The study found positive effects in both reading and math that, relatively speaking, are quite large. As the New Teacher Center's Liam Goldrick points out on his blog, the effect sizes for mentoring given in this report are larger than those produced in other large-scale randomized studies, such as one on Teach For America.
But Jonah Rockoff, an associate professor at Columbia University's School of Business who's studied induction programs in New York City, said to be cautious about the results. For one, he noted that despite these large achievement boosts, the data don't show any other effects that would seem to confirm the results. Teachers didn't report feeling any more prepared, for instance.
He also directed my attention to this factor: The researchers used "covariates" to control for the effects of teachers' background characteristics and other factors on the data. Without such controls, the effect estimates drop and are no longer statistically significant for reading. You can find this on p. 95 of the report.
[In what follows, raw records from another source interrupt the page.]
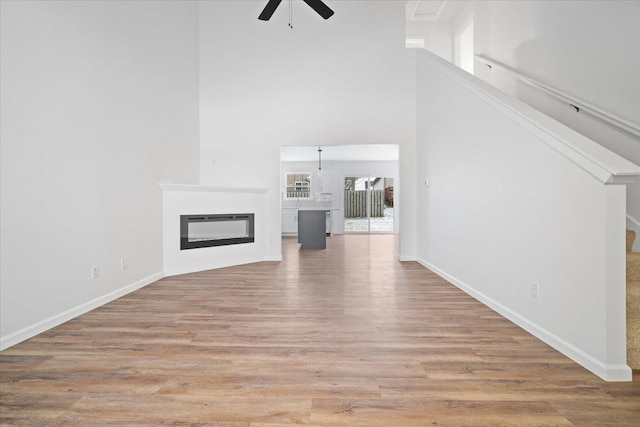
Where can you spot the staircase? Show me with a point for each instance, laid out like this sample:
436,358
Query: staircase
633,303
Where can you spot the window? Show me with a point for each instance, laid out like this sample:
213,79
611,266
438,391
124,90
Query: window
298,185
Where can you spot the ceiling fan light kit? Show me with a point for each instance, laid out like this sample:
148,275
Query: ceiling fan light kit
317,5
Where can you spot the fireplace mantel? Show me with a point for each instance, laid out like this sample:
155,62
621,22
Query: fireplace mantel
189,199
204,188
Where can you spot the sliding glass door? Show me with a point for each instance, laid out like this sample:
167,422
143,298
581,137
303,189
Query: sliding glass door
368,204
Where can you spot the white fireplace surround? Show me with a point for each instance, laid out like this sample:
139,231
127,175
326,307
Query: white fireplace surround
186,199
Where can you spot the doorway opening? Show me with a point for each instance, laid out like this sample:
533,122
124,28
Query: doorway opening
368,204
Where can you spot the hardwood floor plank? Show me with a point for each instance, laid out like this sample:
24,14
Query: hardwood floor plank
348,336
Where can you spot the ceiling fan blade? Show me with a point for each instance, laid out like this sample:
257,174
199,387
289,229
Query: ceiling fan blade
321,8
269,9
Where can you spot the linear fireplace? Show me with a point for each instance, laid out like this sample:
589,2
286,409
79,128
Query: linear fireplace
202,231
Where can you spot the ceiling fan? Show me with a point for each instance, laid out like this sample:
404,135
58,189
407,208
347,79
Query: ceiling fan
317,5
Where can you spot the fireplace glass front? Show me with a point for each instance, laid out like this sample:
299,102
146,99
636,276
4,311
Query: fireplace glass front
201,231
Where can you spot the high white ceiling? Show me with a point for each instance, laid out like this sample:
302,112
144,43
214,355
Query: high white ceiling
425,10
440,11
368,152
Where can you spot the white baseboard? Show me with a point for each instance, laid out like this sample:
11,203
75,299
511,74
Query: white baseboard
605,371
53,321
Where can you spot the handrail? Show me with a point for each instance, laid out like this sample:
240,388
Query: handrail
604,165
577,103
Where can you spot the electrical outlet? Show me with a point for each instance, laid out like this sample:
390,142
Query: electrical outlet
534,289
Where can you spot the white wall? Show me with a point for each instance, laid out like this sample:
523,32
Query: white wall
99,104
347,80
584,48
504,209
437,37
333,174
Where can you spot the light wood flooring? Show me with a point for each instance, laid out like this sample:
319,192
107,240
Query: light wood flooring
345,336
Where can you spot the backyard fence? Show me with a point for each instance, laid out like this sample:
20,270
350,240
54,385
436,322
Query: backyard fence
355,203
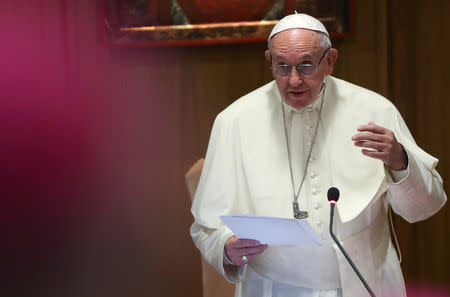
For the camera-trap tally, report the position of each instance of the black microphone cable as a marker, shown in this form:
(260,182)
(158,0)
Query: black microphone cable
(333,197)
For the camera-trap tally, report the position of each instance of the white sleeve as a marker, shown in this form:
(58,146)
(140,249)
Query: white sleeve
(419,195)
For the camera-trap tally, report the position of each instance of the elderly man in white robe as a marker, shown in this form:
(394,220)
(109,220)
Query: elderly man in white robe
(276,151)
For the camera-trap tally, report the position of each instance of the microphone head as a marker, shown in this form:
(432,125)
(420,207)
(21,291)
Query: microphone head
(333,194)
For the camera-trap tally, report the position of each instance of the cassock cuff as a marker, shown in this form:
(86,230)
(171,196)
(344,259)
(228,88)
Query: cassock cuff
(397,176)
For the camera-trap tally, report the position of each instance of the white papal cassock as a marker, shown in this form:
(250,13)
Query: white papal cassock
(246,171)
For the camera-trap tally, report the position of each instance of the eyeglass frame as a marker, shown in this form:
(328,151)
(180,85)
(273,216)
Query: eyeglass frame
(299,65)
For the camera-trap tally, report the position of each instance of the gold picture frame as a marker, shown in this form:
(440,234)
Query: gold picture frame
(140,23)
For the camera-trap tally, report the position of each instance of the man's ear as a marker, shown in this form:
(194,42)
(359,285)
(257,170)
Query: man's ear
(268,56)
(331,59)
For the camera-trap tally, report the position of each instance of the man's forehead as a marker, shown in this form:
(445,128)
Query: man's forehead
(296,39)
(298,20)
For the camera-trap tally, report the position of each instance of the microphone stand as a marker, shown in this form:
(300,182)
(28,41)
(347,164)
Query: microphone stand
(332,204)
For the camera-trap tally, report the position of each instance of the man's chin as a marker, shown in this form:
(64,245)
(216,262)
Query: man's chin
(298,100)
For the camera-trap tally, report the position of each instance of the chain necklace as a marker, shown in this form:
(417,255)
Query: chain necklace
(297,213)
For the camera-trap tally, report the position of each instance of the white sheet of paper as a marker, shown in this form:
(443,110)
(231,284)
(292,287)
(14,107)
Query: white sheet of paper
(273,230)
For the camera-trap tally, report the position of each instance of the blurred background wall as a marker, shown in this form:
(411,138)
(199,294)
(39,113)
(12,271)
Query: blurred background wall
(95,142)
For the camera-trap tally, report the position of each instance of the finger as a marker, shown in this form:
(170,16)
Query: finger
(371,127)
(371,145)
(242,243)
(374,154)
(252,250)
(369,136)
(252,256)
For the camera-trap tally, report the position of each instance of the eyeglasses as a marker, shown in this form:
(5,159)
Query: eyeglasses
(305,69)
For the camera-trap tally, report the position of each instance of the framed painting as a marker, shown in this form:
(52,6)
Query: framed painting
(140,23)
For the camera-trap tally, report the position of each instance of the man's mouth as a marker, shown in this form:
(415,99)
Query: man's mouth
(296,93)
By Rockoff's read, covariates shouldn't be necessary in an experiment if the "treatment" and "control" group are really appropriate comparisons. One problem with large-scale education studies, he said, is that teachers often change classes, grade levels and subjects. In this case, as the population of teachers declined due to attrition and other movements, only a small population of teachers were tied to at least two years of student-achievement data. And if the declining group of teachers in the study resulted in a material difference in the composition of the treatment and control group, then that might skew the data.
"The big issue is whether treatment and control groups still look like one another, among the subset of teachers with multiple years of data," Rockoff told me.
UPDATE: Steven Glazerman of Mathematica, one of the number guys behind the study, submits this response:
"We agree with Jonah Rockoff that one should be cautious about interpreting the test score impact findings. We sounded that note of caution in our report and in its executive summary because the results are not robust to alternative ways to estimate the program's impact. However, the most credible estimates adjust for chance differences between student and teacher characteristics, including students' achievement before they entered the study teacher's classroom. These show a positive and significant impact on reading and math in two-year districts and no impact in one-year districts. Rockoff is correct that it is not necessary in a true experiment to adjust for these chance differences by including covariates. However, failing to do so would cause us to ignore data and rely on a less precise estimate. In this case especially, when the test score analysis sample is small, the precision gains are substantial: the standard error associated with our estimates decreases by 29% in a model with covariates compared to a model without covariates."